Databricks

sanjay · ‎03-02-2023

Hi,

I am running autoloader which is running continuously and checks for new file every 1 minute. I need to store when file was received/processed but its giving me date when autoloader started.

Here is my code.

df = (spark

.readStream

.format("cloudFiles")

.option("cloudFiles.format", "json")

.option("cloudFiles.includeExistingFiles", "true")

.option("cloudFiles.validateOptions", "true")

.option("cloudFiles.region", "us-east-1")

.option("cloudFiles.backfillInterval", "1 day")

.option("cloudFiles.fetchParallelism", 100)

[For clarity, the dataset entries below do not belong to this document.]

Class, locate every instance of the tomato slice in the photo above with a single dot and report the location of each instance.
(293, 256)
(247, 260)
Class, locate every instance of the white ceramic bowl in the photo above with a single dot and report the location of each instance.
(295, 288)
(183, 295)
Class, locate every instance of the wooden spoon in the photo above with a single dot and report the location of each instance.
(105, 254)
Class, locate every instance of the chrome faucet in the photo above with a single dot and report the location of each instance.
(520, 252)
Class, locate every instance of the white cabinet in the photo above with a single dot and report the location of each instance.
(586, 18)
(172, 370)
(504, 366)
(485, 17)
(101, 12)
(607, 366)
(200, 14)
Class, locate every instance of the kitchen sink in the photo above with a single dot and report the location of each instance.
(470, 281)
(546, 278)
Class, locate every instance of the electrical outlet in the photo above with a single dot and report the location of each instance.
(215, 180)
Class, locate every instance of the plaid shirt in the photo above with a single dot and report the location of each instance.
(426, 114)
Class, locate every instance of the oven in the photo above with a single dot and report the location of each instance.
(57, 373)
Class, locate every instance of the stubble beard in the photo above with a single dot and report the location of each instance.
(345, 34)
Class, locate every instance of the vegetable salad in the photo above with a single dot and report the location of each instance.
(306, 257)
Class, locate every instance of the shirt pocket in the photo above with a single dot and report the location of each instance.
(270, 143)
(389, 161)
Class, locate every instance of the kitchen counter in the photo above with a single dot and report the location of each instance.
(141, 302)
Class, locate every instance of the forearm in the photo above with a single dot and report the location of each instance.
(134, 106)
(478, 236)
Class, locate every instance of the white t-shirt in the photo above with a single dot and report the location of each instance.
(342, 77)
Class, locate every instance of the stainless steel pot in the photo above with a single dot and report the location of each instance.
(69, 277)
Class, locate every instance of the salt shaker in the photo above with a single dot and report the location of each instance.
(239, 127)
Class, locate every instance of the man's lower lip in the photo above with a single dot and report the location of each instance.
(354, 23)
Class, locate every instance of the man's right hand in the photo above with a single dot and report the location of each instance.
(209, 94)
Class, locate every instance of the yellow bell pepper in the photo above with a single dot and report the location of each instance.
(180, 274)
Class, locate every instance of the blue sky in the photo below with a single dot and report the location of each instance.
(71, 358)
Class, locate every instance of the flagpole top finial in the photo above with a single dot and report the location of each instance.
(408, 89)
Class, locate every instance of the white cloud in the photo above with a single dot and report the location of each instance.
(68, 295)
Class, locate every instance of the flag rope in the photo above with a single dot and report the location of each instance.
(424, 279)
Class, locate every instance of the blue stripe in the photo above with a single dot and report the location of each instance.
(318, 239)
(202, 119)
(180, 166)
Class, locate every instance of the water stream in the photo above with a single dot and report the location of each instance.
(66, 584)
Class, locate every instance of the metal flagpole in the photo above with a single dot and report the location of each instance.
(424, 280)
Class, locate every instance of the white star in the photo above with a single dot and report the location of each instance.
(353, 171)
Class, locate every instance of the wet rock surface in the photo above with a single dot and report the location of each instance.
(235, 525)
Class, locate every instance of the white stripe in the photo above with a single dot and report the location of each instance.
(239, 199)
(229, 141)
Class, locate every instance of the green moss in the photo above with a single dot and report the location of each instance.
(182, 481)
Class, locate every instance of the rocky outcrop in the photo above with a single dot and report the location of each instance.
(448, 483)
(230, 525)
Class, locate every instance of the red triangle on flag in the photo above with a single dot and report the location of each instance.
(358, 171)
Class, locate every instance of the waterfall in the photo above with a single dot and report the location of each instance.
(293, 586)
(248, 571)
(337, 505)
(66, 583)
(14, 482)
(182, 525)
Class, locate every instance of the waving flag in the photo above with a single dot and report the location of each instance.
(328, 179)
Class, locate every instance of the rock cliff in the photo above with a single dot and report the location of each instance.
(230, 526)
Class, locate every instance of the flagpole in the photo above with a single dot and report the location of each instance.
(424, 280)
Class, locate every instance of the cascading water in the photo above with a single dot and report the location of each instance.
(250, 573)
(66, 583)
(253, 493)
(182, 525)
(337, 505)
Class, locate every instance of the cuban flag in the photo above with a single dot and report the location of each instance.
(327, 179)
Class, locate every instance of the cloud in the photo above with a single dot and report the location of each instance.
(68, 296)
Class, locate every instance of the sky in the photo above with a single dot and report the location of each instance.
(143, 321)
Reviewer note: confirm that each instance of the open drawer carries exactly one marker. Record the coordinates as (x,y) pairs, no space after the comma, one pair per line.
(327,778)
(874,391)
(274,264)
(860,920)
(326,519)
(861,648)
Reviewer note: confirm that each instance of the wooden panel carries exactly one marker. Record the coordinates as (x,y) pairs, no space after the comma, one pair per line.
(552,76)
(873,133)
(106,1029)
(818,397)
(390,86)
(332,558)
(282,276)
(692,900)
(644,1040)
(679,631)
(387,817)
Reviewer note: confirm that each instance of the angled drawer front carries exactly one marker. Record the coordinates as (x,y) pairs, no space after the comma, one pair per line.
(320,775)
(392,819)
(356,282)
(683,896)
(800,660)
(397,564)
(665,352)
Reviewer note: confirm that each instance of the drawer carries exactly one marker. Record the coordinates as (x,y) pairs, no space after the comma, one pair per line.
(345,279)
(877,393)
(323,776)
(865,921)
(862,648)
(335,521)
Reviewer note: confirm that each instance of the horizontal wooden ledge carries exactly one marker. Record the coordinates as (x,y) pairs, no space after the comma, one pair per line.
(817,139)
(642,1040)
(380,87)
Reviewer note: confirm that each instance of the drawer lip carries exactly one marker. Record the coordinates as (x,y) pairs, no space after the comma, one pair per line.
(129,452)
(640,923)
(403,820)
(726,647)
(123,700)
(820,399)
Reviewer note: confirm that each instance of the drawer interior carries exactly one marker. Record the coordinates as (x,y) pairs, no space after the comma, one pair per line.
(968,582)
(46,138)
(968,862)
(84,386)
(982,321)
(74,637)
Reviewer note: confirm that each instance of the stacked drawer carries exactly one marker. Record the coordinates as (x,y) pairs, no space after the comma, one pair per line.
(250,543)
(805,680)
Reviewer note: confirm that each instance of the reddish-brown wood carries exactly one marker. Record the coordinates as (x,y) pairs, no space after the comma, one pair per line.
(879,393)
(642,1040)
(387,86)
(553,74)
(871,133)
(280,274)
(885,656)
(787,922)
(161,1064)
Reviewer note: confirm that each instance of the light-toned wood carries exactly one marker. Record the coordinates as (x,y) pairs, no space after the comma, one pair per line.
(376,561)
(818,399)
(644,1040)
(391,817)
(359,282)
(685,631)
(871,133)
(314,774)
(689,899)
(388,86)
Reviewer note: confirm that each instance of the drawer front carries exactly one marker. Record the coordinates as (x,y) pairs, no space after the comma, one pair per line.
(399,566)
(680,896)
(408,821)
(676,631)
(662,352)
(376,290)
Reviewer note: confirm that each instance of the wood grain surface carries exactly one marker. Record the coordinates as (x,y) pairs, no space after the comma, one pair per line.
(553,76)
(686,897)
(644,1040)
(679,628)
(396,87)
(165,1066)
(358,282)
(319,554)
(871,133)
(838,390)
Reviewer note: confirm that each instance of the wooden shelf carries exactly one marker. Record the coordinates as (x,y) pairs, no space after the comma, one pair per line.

.option("cloudFiles.useNotifications", "true")

.schema(streamSchema)

.load(raw_path)

.withColumn('process_date',lit(date.today()))

)

(df

.writeStream

.format("delta")

.outputMode("append")

.option("checkpointLocation", bronze_checkpoint_path)

.option("path", bronze_path)

.option("mergeSchema", True)

.trigger(processingTime="1 minute") # or set this to whatever makes sense to the data source

.start()

)

Appreciate any help.

Regards,

Sanjay

Lakshay · ‎03-02-2023

Hi @Sanjay Jain , Currently we don't have a way to delete the files automatically. However, we are working on a feature called "CleanSource" which will do this. Currently, it is in private preview. You can explore that option.

Or the other way is to develop a small code that uses the file metadata column information to delete the files periodically.

View solution in original post

Lakshay · ‎03-02-2023

Hi @Sanjay Jain , You can use the File Metadata column functionality to collect that information.

Ref doc:- https://docs.databricks.com/ingestion/file-metadata-column.html

sanjay · ‎03-02-2023

Thank you Lakshay. Its helpful.

Another query related to autoloader

How to delete files automatically once its processed successfully.

Regards,

Sanjay

Lakshay · ‎03-02-2023

Hi @Sanjay Jain , Currently we don't have a way to delete the files automatically. However, we are working on a feature called "CleanSource" which will do this. Currently, it is in private preview. You can explore that option.

Or the other way is to develop a small code that uses the file metadata column information to delete the files periodically.